In the decade since the human genome sequence was published
[1],
[2], annotation of its landmarks and functional domains has been a priority. Protein coding genes have been quite comprehensively identified and mapped, but full annotation of the genome is far from complete. In addition to genes, there are DNA sequence categories of likely functional importance, including non-coding transcription units, conserved elements and regions of variant base composition, whose biological significance is not well understood. Into the latter category fall CpG islands (CGIs), which comprise about 1% of the genome and display an elevated G+C base composition spanning approximately 1000 base pairs. Their distinguishing feature is a high frequency of the dinucleotide CpG, but beyond this they do not share long range sequence similarity
[3]. In the human genome, CGIs have approximately 1 CpG every 10 base pairs, which is about 10 times more frequent than the surrounding DNA. The high density of CpG shared by CGIs is partly explained by a G+C-rich base composition, but also depends critically on the lack of the CpG deficiency that is typical of the bulk genome. These dense CpG clusters are usually devoid of CpG methylation, whereas the bulk genome is methylated at 70–80% of CpGs. The lack of methylation in the germline
[4] means that CGIs do not suffer accelerated mutational loss of CpGs caused by deamination of 5-methylcytosine
[5],
[6]. Over evolutionary time, this has given rise to the observed contrast between a CpG-deficient bulk genome and relatively CpG-rich CGIs. Clustering of unmethylated CpGs has allowed the CGIs to be biochemically isolated as a relatively homogeneous fraction of DNA
[3],
[7] or chromatin
[8].
CGIs encompass the transcription start site (TSS) of approximately 60% of human protein coding genes. Extensive genome-wide mapping of histone modifications by chromatin immunoprecipitation (ChIP) has established that trimethylation of lysine 4 of histone H3 (H3K4me3) is a signature mark coinciding with most promoter CGIs, even when the associated gene is not expressed
[9]–
[11]. A potential biological rationalisation for the maintenance of unmethylated CpGs at many promoters has recently emerged from studies of proteins that interact preferentially with CGIs. The protein Cfp1 contains a CXXC domain that specifically binds to CpG only when it is unmethylated and co-localises with almost all CGIs in the mouse genome. Cfp1 is a component of the Set1 complex which trimethylates histone H3 lysine 4 and its depletion drastically affects levels of this modification at CGIs
[12]–
[14]. Importantly, insertion of a promoterless stretch of CpG-rich DNA into the mouse genome is sufficient to recruit Cfp1 and create a novel peak of H3K4me3
[14]. Complementing this predisposition to form H3K4me3 chromatin is the intrinsic reluctance of CGIs to assemble nucleosomes
[15]. Both these features appear to pre-adapt CGIs for active promoter function.
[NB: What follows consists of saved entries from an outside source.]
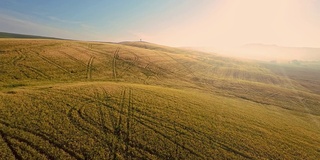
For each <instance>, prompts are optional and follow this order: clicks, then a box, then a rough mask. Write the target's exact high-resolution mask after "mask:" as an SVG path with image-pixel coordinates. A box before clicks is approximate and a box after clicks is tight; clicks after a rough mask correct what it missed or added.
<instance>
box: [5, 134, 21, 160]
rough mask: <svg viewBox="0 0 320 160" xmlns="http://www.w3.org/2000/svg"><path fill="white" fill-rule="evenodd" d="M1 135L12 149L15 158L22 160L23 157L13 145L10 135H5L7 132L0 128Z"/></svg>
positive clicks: (9, 148)
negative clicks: (22, 156)
mask: <svg viewBox="0 0 320 160" xmlns="http://www.w3.org/2000/svg"><path fill="white" fill-rule="evenodd" d="M0 136H1V137H2V139H3V140H4V142H5V143H6V145H7V146H8V148H9V149H10V151H11V153H12V155H13V156H14V158H15V159H18V160H22V157H21V156H20V155H19V154H18V152H17V151H16V150H15V149H14V147H13V146H12V144H11V142H10V141H9V139H8V137H7V136H5V134H4V133H3V132H2V131H1V130H0Z"/></svg>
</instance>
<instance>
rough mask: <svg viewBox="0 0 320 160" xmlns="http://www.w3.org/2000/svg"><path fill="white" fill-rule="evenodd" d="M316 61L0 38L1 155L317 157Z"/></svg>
mask: <svg viewBox="0 0 320 160" xmlns="http://www.w3.org/2000/svg"><path fill="white" fill-rule="evenodd" d="M319 122H320V67H319V62H313V63H311V62H310V63H303V64H300V65H294V64H271V63H261V62H251V61H244V60H238V59H232V58H225V57H221V56H218V55H215V54H209V53H205V52H199V51H193V50H186V49H177V48H172V47H167V46H161V45H156V44H152V43H147V42H122V43H101V42H83V41H69V40H53V39H14V38H3V39H0V153H1V154H0V159H35V158H36V159H318V158H319V157H320V123H319Z"/></svg>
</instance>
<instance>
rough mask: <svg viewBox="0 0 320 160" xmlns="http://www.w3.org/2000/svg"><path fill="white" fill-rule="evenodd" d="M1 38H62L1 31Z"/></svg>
mask: <svg viewBox="0 0 320 160" xmlns="http://www.w3.org/2000/svg"><path fill="white" fill-rule="evenodd" d="M0 38H32V39H60V38H55V37H44V36H35V35H27V34H17V33H7V32H0Z"/></svg>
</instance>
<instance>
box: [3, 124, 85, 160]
mask: <svg viewBox="0 0 320 160" xmlns="http://www.w3.org/2000/svg"><path fill="white" fill-rule="evenodd" d="M0 123H1V124H3V125H5V126H6V127H9V128H12V129H17V130H20V131H23V132H26V133H28V134H31V135H34V136H36V137H38V138H40V139H42V140H44V141H46V142H49V143H50V144H51V145H53V146H54V147H56V148H59V149H61V150H63V151H64V152H65V153H68V154H69V155H70V156H72V157H74V158H76V159H83V158H82V155H81V156H80V155H79V154H78V153H76V152H74V151H72V150H70V149H68V148H67V147H66V146H65V145H63V144H60V143H58V142H56V140H54V139H52V137H50V136H49V135H47V134H45V133H39V132H36V131H33V130H31V129H27V128H23V127H17V126H11V125H10V124H9V123H7V122H5V121H3V120H0Z"/></svg>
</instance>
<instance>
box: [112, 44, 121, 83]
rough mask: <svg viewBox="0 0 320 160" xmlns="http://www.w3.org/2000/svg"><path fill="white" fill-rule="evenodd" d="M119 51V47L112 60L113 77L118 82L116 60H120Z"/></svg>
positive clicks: (113, 55) (116, 62) (113, 78)
mask: <svg viewBox="0 0 320 160" xmlns="http://www.w3.org/2000/svg"><path fill="white" fill-rule="evenodd" d="M119 51H120V48H119V47H118V48H117V49H116V50H115V52H114V53H113V59H112V75H113V79H114V80H116V79H117V70H116V68H117V66H116V63H117V62H116V60H117V59H118V58H119Z"/></svg>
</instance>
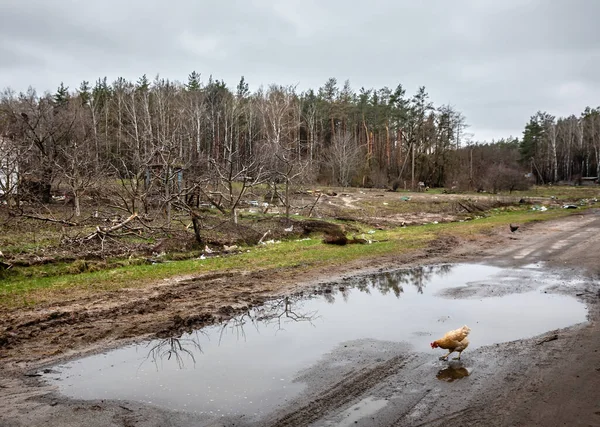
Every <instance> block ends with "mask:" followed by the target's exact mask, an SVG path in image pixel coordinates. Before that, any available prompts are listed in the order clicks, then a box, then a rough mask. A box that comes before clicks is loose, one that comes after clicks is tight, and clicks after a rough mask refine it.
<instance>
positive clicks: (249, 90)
mask: <svg viewBox="0 0 600 427" xmlns="http://www.w3.org/2000/svg"><path fill="white" fill-rule="evenodd" d="M248 95H250V89H249V88H248V83H246V80H245V79H244V76H242V78H241V79H240V82H239V83H238V86H237V96H238V98H246V97H247V96H248Z"/></svg>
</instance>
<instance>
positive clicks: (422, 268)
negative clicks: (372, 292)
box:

The notion that CGIs facilitate promoter function fits well with their presence at TSSs, but is challenged by two observations that appear to weaken the link with genes. Firstly, genomic analysis has indicated that the number of CGIs in humans and mice is very different, with mice apparently possessing little more than half the number present in humans
[16],
[17]. Lack of evolutionary conservation would argue against a central role in promoter function. A second reason to query the importance of CGIs has come from the use of CXXC Affinity Purification (CAP) to identify a large fraction of CGIs. Mapping showed that many CGIs in the human genome are not coincident with annotated promoters, but are either intergenic or within the body of coding regions (intragenic)
[7]. To clarify these issues we have compiled a comprehensive CGI map for three developmentally distinct human and mouse tissues (sperm, whole blood and cerebellum). The results show that, contrary to previous conclusions, the numbers of CGIs in human and mouse are very similar. Moreover, in both organisms approximately half of all CGIs are remote from annotated promoters. These “orphan” CGIs co-localise with peaks of H3K4me3 and evidence suggests that a large proportion recruit RNA polymerase II (RNAPII) and give rise to novel transcripts. We find that de novo methylation during development predominantly affects orphan CGIs in both humans and mice, with few protein-coding gene promoters being methylated. This contrasts with the situation in colorectal tumors, where cancer-specific de novo methylation affects both CGI categories equally, with a strong preference for those marked in ES (embryonic stem) cells by H3K27me3 – the chromatin modification that is associated with polycomb-mediated repression
[18]–
[21]. Our findings sustain the notion that all CGIs correspond with promoters and that many orphan CGIs are associated with novel transcripts that may have regulatory significance.